Marriage is one of those institutions — along with religion and military service — that restricts freedom. Marriage is about making a commitment that binds you for decades to come. It narrows your options on how you will spend your time, money and attention.
Consistent with his views of individualism (which I've critiqued here and here), Mr. Brooks seems to have an overly simplistic view of freedom and autonomy, such as when he writes that "far from being baffled by this attempt to use state power to restrict individual choice, most Americans seem to be applauding it." Certainly, by marrying, people do give up some basic liberties to each other, but this is a choice freely made—and it is a choice to which gays and lesbians want access just as straights have long enjoyed. In other words, gays and lesbians want the higher-level freedom to restrict their own lower-level freedom (recalling Harry Frankfurt's conception of freedom of the will in which persons constrain their first-order desires based on their second-order ones). Marriage doesn't represent a diminuition of freedom: it is a higher level of it.

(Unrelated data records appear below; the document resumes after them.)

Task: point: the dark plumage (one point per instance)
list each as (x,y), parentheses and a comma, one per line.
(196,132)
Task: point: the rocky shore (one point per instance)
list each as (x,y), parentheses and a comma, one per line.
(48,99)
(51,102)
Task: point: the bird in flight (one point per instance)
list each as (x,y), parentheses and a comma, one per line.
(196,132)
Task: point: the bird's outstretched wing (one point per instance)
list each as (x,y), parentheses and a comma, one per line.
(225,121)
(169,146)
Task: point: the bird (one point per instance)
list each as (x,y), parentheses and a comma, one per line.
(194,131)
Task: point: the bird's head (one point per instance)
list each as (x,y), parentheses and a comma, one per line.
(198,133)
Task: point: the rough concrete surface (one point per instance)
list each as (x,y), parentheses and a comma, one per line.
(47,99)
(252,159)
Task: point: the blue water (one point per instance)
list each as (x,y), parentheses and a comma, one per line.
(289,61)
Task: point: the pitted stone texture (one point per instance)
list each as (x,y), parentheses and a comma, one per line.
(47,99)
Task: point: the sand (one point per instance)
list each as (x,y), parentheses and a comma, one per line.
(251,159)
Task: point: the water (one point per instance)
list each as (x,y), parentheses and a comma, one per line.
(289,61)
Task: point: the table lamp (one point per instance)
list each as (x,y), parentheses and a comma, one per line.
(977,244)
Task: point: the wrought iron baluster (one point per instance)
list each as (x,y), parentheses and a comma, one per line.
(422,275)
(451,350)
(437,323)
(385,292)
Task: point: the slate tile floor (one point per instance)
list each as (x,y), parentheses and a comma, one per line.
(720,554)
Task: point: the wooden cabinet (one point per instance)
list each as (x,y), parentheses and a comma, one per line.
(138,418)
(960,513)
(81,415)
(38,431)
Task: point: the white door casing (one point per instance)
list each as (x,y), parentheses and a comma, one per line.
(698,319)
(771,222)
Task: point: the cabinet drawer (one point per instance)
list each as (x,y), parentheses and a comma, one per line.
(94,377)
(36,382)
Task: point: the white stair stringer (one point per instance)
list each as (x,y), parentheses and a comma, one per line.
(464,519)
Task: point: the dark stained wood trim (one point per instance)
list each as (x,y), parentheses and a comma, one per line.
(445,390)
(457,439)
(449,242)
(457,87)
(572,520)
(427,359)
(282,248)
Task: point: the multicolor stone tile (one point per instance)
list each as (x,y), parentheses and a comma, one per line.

He goes on to say, "Americans may no longer have a vocabulary to explain why freedom should sometimes be constricted, but they like it when they see people trying to do it." Perhaps if Mr. Brooks expanded his conception of individual freedom to encompass the choice to constrain yourself, he'd see that Americans understand it extremely well—when that choice is ours. We choose to marry (or form long-lasting relationships), take jobs, enter into contracts, enroll in college, and make all types of commitments to family, friends, and community, all of which restrict our personal freedom. But they are choices that we freely make for any number of reasons, some out of self-interest and others out of a broader morality, and we welcome the opportunity to make these choices—a choice, in the case of marriage, that not all Americans currently enjoy.
The conclusion of Mr. Brooks' column conflates individual choices to make commitments with social pressure to do so:
And, who knows, maybe we’ll see other spheres in life where restraints are placed on maximum personal choice. Maybe there will be sumptuary codes that will make lavish spending and C.E.O. salaries unseemly. Maybe there will be social codes so that people understand that the act of creating a child includes a lifetime commitment to give him or her an organized home. Maybe voters will restrain their appetite for their grandchildren’s money. Maybe more straight people will marry.
The proponents of same-sex marriage used the language of equality and rights in promoting their cause, because that is the language we have floating around. But, if it wins, same-sex marriage will be a victory for the good life, which is about living in a society that induces you to narrow your choices and embrace your obligations.
My idea of the good life derives from Immanuel Kant's kingdom of ends, a world in which each of us embraces obligations to each other while we pursue our own interests, narrowing our choices as each of us chooses, not as society "induces" us. Mr. Brooks' alternate vision reflects his limited view of individualism as base self-interest in which moral imperatives must be imposed by outside, not necessarily by government but through societal pressure. The question, of course, remains why individuals should trust the wisdom of the crowd for their moral guidance.